The myriad forms and mediums of art beg the question – what defines art? If it is not produced by an established ‘artist’ in an established studio space with an established medium, is it art? The nature of art has been described by Richard Wollheim as “one of the most elusive of the traditional problems of human culture”. Different viewpoints have been proposed to tackle this difficult question – realists will say art is not art unless it has aesthetic quality that has value independent of subjective opinion, while relativists will say there is no absolute value to art, and it depends on and varies with the human experience by different humans.
There is no better example to illustrate this divide than graffiti (fun fact: did you know that the singular form of graffiti is graffito?). Graffiti has existed since ancient times, with examples dating back to Ancient Greece and the Roman Empire. The earliest forms date back to 30,000 BCE in the form of prehistoric cave paintings using tools such as animal bones and pigments. The ancient Romans carved graffiti on walls and monuments. More recent forms of graffiti have been used to convey political or social commentary – in 1970s, the hostility of American youth culture was conveyed through popular graffiti stating “Dick Nixon Before He Dicks You”. The Israeli West Bank barrier has become a site for graffiti, as was the Berlin wall decades before. In Vancouver, graffiti has been used to beautify aesthetically unappealing concrete buildings through the East Vancouver Mural Project.
If the point of art is to express oneself, and the value of “art” is subjectively defined, who are we to say whether these expressions are considered art? One reason, which you’ve probably all thought of my now, is if this ‘art’ was done on property without the owner’s consent – this, my friends, is what you’d call vandalism.

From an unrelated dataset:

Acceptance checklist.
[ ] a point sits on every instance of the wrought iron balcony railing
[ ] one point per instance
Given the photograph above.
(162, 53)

Now. One could stop there and renounce vandalism as a criminal act and call it a day. And certainly, situations like this do exist – take the group of teenagers I saw defacing the building across the street from my apartment the other day, who had no other purpose but to destroy property. But what about those artists out there who do not have the luxury of a studio, a canvas, or a camera? Who resort to doing their art on city walls and streets because they have an artists’ compulsion to express oneself but not the means?